Regional Hegemons and Rising Aggressions
The weakening of the global order has emboldened regional powers. Washington’s rivalry with Beijing has encouraged others to leverage their positions for regional dominance. India, armed with Western backing as part of a China-containment strategy, has grown more assertive, whether in Kashmir, in water disputes with Pakistan, or in regional security rhetoric.
Nowhere, however, has the collapse of restraint been more evident than in the Middle East. The carnage in Syria under Bashar al-Assad, backed by Russia, shocked the conscience of the world.
The UN’s Collapse
Meanwhile, the UN faces an existential crisis. Washington’s withdrawal of nearly a billion dollars in funding, combined with geopolitical gridlock, has rendered it powerless. It has failed to stop wars in Ukraine, Gaza, or South Asia. Instead, peace-making has become a freelance activity—sometimes mediated directly by Donald Trump, other times dictated by aggressors themselves.

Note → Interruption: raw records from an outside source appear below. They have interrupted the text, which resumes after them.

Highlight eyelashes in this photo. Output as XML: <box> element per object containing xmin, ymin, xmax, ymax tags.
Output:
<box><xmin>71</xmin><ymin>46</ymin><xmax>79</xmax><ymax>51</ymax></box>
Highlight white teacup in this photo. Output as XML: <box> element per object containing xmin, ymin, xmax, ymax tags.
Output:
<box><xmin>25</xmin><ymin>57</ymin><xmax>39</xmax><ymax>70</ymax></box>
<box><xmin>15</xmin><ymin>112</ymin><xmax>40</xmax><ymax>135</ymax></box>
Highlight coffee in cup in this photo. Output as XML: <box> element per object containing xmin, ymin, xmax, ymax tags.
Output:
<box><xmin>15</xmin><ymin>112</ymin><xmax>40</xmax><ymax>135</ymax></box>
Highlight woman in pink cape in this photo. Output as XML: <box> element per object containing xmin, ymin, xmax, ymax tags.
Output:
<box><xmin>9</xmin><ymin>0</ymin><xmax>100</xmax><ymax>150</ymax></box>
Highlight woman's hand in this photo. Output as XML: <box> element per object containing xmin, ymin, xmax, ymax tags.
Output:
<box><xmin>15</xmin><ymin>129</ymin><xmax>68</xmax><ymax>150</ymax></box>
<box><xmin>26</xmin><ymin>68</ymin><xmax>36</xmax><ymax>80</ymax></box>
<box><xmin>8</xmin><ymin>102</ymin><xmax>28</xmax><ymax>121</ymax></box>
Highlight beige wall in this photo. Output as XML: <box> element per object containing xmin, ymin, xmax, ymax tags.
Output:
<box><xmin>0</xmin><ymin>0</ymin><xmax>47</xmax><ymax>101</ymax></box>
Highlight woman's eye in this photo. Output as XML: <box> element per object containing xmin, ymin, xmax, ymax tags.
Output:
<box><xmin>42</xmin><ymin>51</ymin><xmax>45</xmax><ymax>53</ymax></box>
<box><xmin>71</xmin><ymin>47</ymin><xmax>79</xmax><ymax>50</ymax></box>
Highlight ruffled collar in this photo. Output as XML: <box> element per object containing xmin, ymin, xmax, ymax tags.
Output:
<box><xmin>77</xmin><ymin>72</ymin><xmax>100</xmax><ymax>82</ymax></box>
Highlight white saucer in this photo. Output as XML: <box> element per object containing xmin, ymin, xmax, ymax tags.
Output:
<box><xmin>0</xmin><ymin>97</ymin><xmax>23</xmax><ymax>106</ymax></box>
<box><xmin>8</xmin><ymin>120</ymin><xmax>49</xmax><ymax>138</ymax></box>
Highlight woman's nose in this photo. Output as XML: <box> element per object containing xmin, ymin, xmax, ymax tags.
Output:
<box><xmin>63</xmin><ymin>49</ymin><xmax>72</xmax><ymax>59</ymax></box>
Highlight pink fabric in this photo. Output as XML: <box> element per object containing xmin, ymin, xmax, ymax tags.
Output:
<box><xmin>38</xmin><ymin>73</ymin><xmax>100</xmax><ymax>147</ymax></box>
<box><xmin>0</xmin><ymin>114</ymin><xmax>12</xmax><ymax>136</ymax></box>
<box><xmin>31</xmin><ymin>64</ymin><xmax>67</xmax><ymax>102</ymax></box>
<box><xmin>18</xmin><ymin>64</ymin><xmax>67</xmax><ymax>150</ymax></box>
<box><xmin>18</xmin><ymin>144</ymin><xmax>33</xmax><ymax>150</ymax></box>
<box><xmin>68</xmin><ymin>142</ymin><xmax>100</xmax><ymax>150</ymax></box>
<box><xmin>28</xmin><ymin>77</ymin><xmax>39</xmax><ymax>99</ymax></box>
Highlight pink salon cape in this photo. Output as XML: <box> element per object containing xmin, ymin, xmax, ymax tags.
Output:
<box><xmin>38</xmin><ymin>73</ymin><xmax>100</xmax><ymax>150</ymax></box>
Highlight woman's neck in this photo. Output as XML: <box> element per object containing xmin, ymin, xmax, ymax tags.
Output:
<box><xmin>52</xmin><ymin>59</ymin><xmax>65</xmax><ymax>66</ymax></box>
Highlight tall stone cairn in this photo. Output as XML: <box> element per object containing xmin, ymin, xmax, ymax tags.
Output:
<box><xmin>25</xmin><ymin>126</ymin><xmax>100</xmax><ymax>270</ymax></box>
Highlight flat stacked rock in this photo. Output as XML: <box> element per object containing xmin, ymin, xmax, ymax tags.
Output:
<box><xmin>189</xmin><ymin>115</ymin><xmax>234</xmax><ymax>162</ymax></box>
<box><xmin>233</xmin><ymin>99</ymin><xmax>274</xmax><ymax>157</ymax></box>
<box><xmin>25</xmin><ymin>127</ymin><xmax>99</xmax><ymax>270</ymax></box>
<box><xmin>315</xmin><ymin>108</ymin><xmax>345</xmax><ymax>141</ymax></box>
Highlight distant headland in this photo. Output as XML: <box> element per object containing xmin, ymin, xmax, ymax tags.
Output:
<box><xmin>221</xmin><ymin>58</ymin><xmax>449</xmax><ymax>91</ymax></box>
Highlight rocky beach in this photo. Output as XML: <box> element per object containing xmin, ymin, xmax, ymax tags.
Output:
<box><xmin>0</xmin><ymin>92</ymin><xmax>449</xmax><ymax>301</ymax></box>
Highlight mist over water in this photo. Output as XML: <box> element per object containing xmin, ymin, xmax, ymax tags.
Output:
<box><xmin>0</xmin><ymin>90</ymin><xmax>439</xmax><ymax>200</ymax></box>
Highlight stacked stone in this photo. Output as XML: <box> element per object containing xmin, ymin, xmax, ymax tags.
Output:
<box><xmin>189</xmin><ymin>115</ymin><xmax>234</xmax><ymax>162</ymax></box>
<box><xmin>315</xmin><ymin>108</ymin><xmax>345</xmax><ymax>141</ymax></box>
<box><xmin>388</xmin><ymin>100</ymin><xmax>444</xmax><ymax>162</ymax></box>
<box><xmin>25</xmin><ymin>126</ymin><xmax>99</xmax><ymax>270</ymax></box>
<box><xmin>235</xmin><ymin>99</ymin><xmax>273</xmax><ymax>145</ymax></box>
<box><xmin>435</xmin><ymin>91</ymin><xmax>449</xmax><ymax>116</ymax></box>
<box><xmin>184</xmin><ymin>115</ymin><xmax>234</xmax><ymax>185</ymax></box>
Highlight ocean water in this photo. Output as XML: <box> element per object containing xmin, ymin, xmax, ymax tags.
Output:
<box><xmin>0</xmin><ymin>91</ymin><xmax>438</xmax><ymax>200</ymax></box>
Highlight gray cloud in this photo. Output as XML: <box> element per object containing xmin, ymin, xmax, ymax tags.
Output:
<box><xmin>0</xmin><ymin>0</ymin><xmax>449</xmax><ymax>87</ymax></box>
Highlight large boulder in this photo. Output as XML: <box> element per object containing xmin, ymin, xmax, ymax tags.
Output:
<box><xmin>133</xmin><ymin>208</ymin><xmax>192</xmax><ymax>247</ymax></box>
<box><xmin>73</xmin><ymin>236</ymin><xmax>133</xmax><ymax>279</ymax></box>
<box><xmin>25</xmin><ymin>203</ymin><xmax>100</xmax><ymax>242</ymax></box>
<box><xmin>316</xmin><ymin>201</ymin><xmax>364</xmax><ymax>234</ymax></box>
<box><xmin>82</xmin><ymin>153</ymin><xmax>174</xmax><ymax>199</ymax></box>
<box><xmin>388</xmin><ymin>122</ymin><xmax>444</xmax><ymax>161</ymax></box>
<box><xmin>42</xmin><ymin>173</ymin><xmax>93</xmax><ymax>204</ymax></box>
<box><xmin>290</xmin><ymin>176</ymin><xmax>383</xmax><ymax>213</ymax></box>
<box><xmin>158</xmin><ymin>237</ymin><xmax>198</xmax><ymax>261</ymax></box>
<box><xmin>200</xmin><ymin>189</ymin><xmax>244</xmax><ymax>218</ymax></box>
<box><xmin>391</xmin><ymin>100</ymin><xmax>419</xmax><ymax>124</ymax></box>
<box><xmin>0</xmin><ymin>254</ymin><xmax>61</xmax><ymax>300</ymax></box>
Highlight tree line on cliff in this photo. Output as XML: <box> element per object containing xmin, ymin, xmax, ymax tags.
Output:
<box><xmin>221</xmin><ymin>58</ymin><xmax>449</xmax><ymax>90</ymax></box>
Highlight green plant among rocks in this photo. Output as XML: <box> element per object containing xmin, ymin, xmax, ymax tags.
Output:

Without functioning global institutions, middle and smaller powers are left adrift. Their survival increasingly depends on careful balancing—aligning with all great powers at once, while avoiding being captured by any. This, in the absence of a coherent system, is the closest thing to order available.
Disorder Without a New Order
What we are witnessing is not the slow birth of a new order but the spread of disorder. The old architecture—Western-led, rules-based, institution-heavy—has collapsed under the weight of wars, hypocrisy, and populist backlash. Yet no replacement has taken shape.
Multipolarity is often spoken of as the future, but in practice it has meant a patchwork of spheres of influence, with no shared principles to restrain violence or mediate disputes. The SCO, BRICS, and other alternative forums offer platforms for cooperation, but none possess the authority or cohesion to manage global crises.
The vanishing world order is thus less a transition than a void. Into that void have stepped great and regional powers pursuing narrow interests, while global institutions retreat into irrelevance. If history teaches anything, it is that such periods of disorder rarely last without cataclysm. The question is not whether a new order will emerge, but what catastrophe will force its birth.